An der Ladentür steckte Parker den Sentinel weg und holte den Colt heraus. Jack klopfte auf das Fenster in der Tür, und Oliver öffnete die Tür zu einem Drittel, hielt aber inne, als er Parker sah. »Jack?« sagte er.
Jack hielt seine rote Hand hoch. »Ich bin angeschossen worden, Oliver, der hier hat mir geholfen.« Er zeigte auf sein Bein.
»Was?« Oliver schaute auf Jacks Hosenbein, das jetzt blutdurchtränkt war. »Um Gottes willen!«
Oliver wich zurück, und Jack humpelte hinein, gefolgt von Parker, der die Tür hinter sich zumachte, Jack zur Seite stieß und Oliver den Colt zeigte. »Keine Bewegung, Oliver.«
Oliver wirkte brutal und wütend, aber er war nicht angeschossen worden. »Sie Mistkerl, Sie —«
Er setzte zu einer Bewegung an, doch Jack rief: »Er weiß von den Westen!«
Oliver hielt inne und sah seinen Partner stirnrunzelnd an.
»Stimmt«, sagte Parker. »Deine Brust ist vor mir sicher. Oliver, hilf Jack, sich auf den Boden zu legen, mit dem Gesicht nach unten.«
Oliver zögerte. Jack sagte: »Oliver, ich hab Schmerzen. Mach schon, überlass es den Cops.«
Oliver nickte. Zu Parker sagte er: »Die kriegen Sie, verlassen Sie sich drauf.«
»Hat mir Jack schon gesagt. Beweg dich, Oliver.«
Oliver half Jack, sich mit dem Gesicht nach unten vor der Theke auf den Linoleumboden zu legen. Die Theke war aus gebeizten Holzplatten, brusthoch, darüber kugelsicheres Plexiglas mit kleinen Öffnungen, durch die Schecks und Bargeld geschoben werden konnten. Am einen Ende der Theke führte eine fensterlose graue Stahltür in den hinteren Bereich.
Als beide Männer mit dem Gesicht nach unten auf dem Boden lagen, die Arme auf dem Rücken, steckte Parker den Colt ein und zog eine kleine Rolle Klebeband aus seiner Gesäßtasche. Er fesselte ihnen die Hand- und Fußgelenke, zuerst Oliver, dann nahm er Jack die Schlüssel aus der Tasche. Er vergewisserte sich, dass er den richtigen Schlüssel hatte, um wieder in den Laden zu kommen, und ging zu dem Taurus.
Noch immer herrschte hier fast kein Verkehr. Parker fuhr mit dem Taurus vor die Tür von AAAAcme, ging wieder hinein und fand Oliver und Jack, wo er sie zurückgelassen hatte. Jack schnaubte wie ein Walross. Als er Parker herumlaufen hörte, sagte er: »Rufen Sie jetzt endlich 911 an, verdammt noch mal?«
»Das wird schon wer machen«, sagte Parker und ging durch die Stahltür in den hinteren Teil, wo die beiden Metallkisten ungeöffnet auf dem Boden standen. Er hob die Deckel hoch und fand wie erwartet die Geldscheinbündel.

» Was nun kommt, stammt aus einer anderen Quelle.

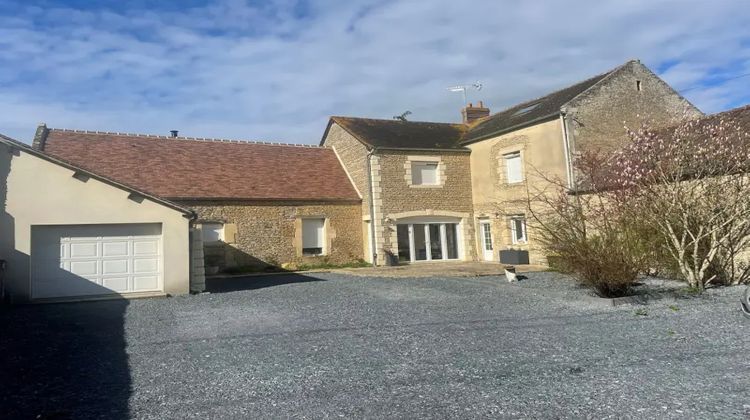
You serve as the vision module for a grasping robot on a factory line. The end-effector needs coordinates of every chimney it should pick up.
[461,101,490,124]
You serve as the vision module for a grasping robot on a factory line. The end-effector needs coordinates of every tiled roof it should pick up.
[655,105,750,148]
[461,67,619,144]
[35,129,360,201]
[331,117,466,149]
[0,134,195,217]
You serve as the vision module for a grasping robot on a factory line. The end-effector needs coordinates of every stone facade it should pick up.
[373,150,476,261]
[323,123,476,264]
[323,61,701,264]
[187,201,363,269]
[565,61,703,155]
[468,61,701,264]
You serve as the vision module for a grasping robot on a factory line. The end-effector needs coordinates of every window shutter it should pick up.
[411,162,438,185]
[302,219,325,248]
[224,223,237,244]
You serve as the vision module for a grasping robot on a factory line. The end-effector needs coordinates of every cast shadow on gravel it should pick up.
[0,299,131,419]
[206,274,325,293]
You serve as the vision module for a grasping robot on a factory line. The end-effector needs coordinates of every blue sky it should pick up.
[0,0,750,143]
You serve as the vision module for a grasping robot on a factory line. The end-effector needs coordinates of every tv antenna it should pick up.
[393,111,411,121]
[448,80,482,105]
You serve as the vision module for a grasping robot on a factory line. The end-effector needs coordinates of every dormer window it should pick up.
[503,152,523,184]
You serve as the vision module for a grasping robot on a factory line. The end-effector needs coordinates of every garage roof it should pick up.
[0,134,195,217]
[34,130,360,202]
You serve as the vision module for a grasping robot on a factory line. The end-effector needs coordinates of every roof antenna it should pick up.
[448,80,482,105]
[393,111,411,121]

Er schaute sich um und entdeckte einen offenen Safe — Oliver musste ihn vorhin gerade aufgeschlossen haben. In dem Safe waren noch weitere Banknotenbündel, und obendrauf stand ein verschließbarer grauer Geldsack aus Segeltuch. Parker legte das Geld aus dem Safe in den Sack, zog dann die Schubladen unter der Theke auf und fand noch mehr Scheine. Das Wechselgeld ließ er liegen.

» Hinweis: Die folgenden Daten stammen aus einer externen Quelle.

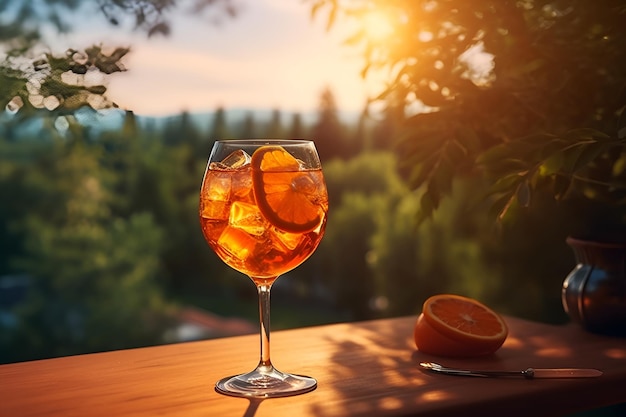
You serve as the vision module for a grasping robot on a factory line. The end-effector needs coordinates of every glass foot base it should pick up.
[215,369,317,398]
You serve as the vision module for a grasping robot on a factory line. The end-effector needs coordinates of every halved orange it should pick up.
[413,294,509,357]
[250,145,323,233]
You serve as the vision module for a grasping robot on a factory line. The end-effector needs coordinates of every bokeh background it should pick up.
[0,0,624,363]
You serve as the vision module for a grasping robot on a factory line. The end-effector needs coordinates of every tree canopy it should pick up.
[312,0,626,236]
[0,0,238,115]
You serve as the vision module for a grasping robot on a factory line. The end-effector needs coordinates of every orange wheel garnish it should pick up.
[250,146,323,233]
[414,294,509,357]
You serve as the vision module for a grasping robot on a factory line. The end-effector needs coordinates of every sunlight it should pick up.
[362,11,393,42]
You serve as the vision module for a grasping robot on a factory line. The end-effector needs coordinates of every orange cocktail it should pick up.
[200,146,328,280]
[199,140,328,398]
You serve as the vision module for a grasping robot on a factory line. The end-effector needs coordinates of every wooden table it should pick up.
[0,317,626,417]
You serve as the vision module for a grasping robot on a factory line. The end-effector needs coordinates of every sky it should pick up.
[57,0,380,116]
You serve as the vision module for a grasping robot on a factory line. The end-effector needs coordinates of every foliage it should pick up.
[312,0,626,239]
[0,0,238,116]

Die beiden Kisten und der Sack waren jetzt voll. Parker trug alles durch die Vordertür. Oliver verdrehte sich dauernd den Hals, um ihm hasserfüllte Blicke zuzuwerfen, Jack lag einfach nur da, die Augen geschlossen, die Wange auf dem Boden, den Mund offen, und atmete keuchend.
Parker musste zweimal gehen, um alles aus dem Laden in den Taurus zu schaffen. Er ließ die Ladentür angelehnt, damit der erste Kunde hineingehen, Jack und Oliver finden und die Notrufnummer wählen konnte. Um sieben Minuten vor neun fuhr er los und hielt Ausschau nach den Schildern für die Interstate 65.